2) Kardeşinizle yazı/okuma üzerine neler paylaşırsınız?
İkimiz de çocukluğumuzdan beri okumaya ve birbirimize kitap önerisinde bulunmaya bayılırız. Okul tatillerinde herkes gezip eğlenirken biz kütüphaneye gidip kitap okurduk. Hâlâ birbirimize kitap, film ve dizi önerisinde bulunuruz. O bana çoğunlukla kitap tavsiye eder; bunlar genellikle tüm dünyadan çok iyi öykü kitapları ya da çok iyi yeni çıkmış, Türkçeye çevrilmiş romanlar olur. Kendi arkadaşlarının yeni çıkan kitaplarını mutlaka okumaya çalışır.
3)Yazdıklarıyla ilgili sizden ne tür fikir/ öneri alır?
Dilek, edebiyat atölyelerine devam etmeye başladığı ilk günlerden itibaren kendi öykülerini üretmeye başladı. Hatta ikimiz de çocukken bile kendi kendine masallar, hikâyeler uydurur, bana da anlatırdı. Öykülerini kitap haline getirme fikrini bana ilk defa açıkladığında çok heyecanlanmış ve çok mutlu olmuştum. Sonrasında bazı öykülerinin ilk taslaklarını benimle paylaşmaya başladı. Yalnızca öykülerini nasıl bulduğumu değil, nasıl hissettirdiğini de sorardı.
Bu öyküleri okumak ve fikirlerimi paylaşmak, bazen üzerinde telefonla ya da Türkiye’de isem bir araya gelip konuşmak ikimiz için de oldukça heyecan verici oluyor. Yeni çıkan ikinci kitabı, Hayatımızın En Uzun Kışı, benim için tamamen sürpriz oldu. Bu kitaptaki öykülerden yalnızca bir iki tanesini benimle paylaşmıştı, geri kalanını ancak kitabını elime alınca (buraya ulaşması bir ayı buluyor.) okuyabileceğim. Merak ve heyecanla bekliyorum.

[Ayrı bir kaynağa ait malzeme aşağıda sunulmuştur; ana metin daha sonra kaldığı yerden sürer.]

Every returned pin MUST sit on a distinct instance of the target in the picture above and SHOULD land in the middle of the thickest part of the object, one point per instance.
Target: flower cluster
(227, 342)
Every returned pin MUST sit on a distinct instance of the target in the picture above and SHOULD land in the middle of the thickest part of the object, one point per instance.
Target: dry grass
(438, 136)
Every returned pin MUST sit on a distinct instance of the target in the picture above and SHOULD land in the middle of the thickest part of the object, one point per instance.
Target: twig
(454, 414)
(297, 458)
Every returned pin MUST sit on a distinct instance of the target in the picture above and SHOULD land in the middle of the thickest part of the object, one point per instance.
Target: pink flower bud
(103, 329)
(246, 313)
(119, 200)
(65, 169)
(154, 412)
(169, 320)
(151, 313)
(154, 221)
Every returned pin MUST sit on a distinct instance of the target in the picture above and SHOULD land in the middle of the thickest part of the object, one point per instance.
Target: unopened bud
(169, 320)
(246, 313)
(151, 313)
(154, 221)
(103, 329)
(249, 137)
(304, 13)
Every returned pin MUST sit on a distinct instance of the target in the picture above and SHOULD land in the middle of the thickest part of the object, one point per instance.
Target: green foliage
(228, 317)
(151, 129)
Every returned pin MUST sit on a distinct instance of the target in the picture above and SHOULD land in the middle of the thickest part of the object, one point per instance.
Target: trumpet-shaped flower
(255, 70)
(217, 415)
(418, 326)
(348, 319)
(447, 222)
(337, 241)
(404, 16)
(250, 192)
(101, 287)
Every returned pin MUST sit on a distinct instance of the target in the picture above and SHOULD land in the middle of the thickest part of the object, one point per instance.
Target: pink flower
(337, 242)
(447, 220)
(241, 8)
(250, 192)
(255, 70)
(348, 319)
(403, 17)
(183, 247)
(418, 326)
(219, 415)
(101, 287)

4)Yazı yazarken vazgeçemediği ritüelleri nelerdir?
Dilek’in yazmaya başlamadan önce bazı rituelleri vardır. Dikkati kolayca dağılabilen biri olduğu için öncesinde odaklanmaya, psikolojik olarak hazırlanmaya ihtiyaç duyar. Bunun için önce mevcut işini gücünü bitirip kafasında onu meşgul eden bir şey bırakmamaya özen gösterir. Masasına geçmeden önce hazırlık yapar, odadaki klasik ya da caz müziğin seçimi, olmazsa olmaz kahvesinin hazırlığı, masasının üstüne özenle yerleştirdiği notları ve yanına aldığı kaynak kitaplarından sonra artık yazmaya hazırdır. Genel olarak öykü yazmaya iyi bir öykü okuyarak başlar.
5)Son olarak, elinde en son gördüğünüz kitapları öğrenebilir miyiz?
Her zaman bir arada olamasak da telefonlarda mutlaka ne okuduğumuzu konuşuruz. Son konuşmamızda bana Mrs. Dalloway’i, Karamazov Kardeşler’i ve Judith Herman’ın Sadece Hayaletler Ötesi Yok, kitaplarını dönüşümlü okuduğunu söylemişti. Hiçbir zaman tek başına bir kitap okumaz. Mutlaka aynı anda okuduğu iki, üç kitap vardır.